Transition To Motherhood
In the United States, women are under tremendous pressure to bear children, and motherhood is often associated with their maturity and achievement in life. Becoming a mother is also considered to be a "normal" life course stage for women. This perception is also common in other societies. For example, Angelina Yuen-Tsang (1997) reported that many Chinese women accepted without question the view that childbearing was a natural and necessary part of their family life course; therefore, few ever considered the option of not having children. The pressure for women's childbearing is derived not only from their personal network of relatives and friends but also from society. In Japan, where low fertility rates have been of great governmental concern, young women are frequently accused of being selfish when they pursue higher education or prolong employment that distracts women from their "primary" duty of motherhood ( Jolivet 1997).

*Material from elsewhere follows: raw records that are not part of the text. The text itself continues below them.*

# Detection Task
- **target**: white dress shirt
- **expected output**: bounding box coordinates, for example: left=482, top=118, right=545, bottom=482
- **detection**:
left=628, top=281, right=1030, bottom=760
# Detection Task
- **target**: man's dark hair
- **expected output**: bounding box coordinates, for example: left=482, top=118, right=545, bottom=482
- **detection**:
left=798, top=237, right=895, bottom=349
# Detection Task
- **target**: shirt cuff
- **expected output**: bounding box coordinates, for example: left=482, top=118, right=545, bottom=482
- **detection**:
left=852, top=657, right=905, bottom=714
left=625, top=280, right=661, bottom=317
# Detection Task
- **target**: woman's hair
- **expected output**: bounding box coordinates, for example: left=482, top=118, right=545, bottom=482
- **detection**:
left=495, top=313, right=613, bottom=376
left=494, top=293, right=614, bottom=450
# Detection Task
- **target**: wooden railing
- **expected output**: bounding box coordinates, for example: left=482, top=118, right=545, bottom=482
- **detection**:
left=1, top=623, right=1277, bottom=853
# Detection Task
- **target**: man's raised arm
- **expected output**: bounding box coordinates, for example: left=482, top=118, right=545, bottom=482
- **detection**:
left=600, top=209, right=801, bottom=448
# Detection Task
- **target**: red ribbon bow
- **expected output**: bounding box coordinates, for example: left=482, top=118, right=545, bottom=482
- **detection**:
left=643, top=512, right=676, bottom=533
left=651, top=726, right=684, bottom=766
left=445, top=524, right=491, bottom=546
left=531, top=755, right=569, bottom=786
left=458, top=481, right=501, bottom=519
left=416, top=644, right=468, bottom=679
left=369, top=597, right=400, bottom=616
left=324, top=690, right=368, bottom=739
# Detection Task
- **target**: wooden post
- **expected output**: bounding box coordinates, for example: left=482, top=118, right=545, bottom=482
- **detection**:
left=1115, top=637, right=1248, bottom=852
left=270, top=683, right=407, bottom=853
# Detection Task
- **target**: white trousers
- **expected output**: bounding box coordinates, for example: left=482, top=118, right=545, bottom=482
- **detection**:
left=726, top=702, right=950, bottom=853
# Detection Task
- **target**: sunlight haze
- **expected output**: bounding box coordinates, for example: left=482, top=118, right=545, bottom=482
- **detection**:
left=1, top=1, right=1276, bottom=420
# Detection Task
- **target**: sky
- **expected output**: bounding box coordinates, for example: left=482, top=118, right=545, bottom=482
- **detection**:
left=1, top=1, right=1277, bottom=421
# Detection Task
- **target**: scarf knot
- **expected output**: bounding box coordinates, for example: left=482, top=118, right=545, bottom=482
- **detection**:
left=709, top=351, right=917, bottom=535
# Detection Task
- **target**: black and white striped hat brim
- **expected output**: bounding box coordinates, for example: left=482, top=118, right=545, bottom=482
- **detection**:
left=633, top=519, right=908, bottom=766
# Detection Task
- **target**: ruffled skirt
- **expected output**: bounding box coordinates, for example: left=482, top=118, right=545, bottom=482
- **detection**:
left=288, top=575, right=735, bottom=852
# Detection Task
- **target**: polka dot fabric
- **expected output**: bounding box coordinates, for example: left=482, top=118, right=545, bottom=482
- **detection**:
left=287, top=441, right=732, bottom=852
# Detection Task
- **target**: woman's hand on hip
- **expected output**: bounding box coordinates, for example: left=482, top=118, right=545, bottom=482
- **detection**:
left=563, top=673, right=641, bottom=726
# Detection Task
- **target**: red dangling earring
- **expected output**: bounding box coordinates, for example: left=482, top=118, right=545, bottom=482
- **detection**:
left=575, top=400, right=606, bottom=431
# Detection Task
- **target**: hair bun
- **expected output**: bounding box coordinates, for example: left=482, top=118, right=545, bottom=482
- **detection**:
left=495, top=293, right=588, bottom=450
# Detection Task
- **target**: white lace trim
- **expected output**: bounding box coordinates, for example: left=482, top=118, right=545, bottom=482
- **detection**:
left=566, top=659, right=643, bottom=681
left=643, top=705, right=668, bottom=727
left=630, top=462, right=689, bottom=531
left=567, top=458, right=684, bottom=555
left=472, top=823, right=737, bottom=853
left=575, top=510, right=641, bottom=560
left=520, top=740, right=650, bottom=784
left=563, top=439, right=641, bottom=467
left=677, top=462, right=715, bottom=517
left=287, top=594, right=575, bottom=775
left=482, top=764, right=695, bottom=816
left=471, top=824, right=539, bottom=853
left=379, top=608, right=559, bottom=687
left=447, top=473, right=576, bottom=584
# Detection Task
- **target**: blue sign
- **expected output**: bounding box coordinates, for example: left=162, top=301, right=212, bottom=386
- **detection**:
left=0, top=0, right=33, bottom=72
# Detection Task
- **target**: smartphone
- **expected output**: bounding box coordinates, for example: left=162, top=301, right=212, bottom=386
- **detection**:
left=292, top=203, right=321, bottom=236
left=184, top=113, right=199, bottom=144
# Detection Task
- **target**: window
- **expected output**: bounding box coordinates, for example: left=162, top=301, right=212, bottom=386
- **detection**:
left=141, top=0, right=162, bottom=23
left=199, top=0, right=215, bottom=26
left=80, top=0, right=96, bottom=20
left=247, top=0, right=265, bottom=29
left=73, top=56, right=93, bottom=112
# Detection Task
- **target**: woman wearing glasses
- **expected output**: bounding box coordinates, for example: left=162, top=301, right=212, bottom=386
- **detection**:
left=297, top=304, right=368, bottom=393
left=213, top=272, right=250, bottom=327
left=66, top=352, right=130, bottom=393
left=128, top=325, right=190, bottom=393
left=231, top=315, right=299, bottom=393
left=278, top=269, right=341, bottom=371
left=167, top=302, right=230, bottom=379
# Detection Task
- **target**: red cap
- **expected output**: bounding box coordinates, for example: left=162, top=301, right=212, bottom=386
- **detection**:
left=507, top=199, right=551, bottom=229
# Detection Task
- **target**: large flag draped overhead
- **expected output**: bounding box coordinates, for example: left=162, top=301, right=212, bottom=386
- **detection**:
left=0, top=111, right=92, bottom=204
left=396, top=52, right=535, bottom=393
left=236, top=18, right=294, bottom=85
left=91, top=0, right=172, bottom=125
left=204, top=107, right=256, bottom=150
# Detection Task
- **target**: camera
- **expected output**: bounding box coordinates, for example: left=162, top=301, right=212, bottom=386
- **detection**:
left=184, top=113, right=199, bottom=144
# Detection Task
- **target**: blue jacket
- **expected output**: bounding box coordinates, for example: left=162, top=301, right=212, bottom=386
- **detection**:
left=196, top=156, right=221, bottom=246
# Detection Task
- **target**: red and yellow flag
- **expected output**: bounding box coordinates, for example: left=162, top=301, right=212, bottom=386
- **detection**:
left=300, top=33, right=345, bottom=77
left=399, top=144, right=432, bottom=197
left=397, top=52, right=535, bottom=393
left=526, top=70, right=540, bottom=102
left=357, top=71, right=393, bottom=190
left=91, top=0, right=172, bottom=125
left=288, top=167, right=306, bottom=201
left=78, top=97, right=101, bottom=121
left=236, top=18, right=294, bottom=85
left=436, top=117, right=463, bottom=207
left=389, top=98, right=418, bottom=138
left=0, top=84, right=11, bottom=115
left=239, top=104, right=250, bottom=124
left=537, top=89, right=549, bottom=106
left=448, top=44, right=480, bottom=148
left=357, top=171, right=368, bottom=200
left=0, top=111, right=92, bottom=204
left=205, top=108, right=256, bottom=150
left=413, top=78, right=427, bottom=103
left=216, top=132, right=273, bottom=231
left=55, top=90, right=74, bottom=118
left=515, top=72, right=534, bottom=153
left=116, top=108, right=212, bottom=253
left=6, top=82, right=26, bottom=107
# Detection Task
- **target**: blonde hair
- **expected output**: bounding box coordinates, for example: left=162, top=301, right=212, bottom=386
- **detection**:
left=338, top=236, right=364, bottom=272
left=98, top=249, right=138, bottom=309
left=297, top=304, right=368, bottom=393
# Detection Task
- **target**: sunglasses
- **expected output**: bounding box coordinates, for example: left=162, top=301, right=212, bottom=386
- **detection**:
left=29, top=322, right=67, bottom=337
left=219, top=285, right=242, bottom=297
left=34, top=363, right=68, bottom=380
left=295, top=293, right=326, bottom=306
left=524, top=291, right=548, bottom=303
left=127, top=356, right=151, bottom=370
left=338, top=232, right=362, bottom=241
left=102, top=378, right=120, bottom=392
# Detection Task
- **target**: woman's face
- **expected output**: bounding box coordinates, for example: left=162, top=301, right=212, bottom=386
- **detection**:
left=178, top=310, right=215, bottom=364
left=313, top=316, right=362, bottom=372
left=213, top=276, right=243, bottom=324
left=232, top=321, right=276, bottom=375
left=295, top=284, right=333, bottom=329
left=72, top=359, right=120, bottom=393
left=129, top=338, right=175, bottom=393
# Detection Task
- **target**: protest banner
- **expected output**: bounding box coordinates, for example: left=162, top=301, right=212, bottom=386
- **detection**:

Despite these societal and familial pressures, an increasing number of women today are either choosing not to have children or delaying childbearing until midlife. According to U.S. Bureau of Census data (1998), 23 percent of women between the ages of thirty-five and forty-four remained childless in 1992. This figure increased to 26.5 percent in 1999. Moreover, the percentage of mothers who gave birth at age twenty-four or younger decreased during the 1990s (U.S. National Center for Health Statistics 2001). In 1992, approximately 39 percent of total live births came from women younger than twenty-four, whereas 59 percent of live births came from mothers in between the ages of twenty-five and thirty-nine. In 1999, 36 percent of mothers were younger than twenty-four when they gave birth whereas 61 percent of live births came from mothers in between the ages of twenty-five and thirty-nine. Many women who choose to delay the birth of their first child wish to enjoy an autonomous life for themselves and achieve career objectives before beginning the tasks of parenting (Wilkie 1987).
Although contemporary motherhood can be seen as a choice for many women, some pregnancies occur without a conscious decision. Many of these unplanned pregnancies occur among teenage women. The causes of unplanned pregnancy are often complicated. Despite the availability of information about reproduction, many teenagers do not seem to understand how conception takes place and believe that they are somehow immune to pregnancy. Some researchers have attributed adolescent pregnancy to the individual's self perception, and have suggested that low self-esteem is a factor, or to social causes such as family problems and poverty. Most importantly, however, adolescents become pregnant because they frequently lack the judgment necessary to deal with their sexuality.
In a number of studies focusing on teenage mothers, poverty and child abuse have been found to be persistent problems (Geronimus and Korenman 1992). Children of teen parents are also found to be disadvantaged in terms of cognitive performance, and daughters of teen mothers are likely to give birth in their teens (Manlove 1997).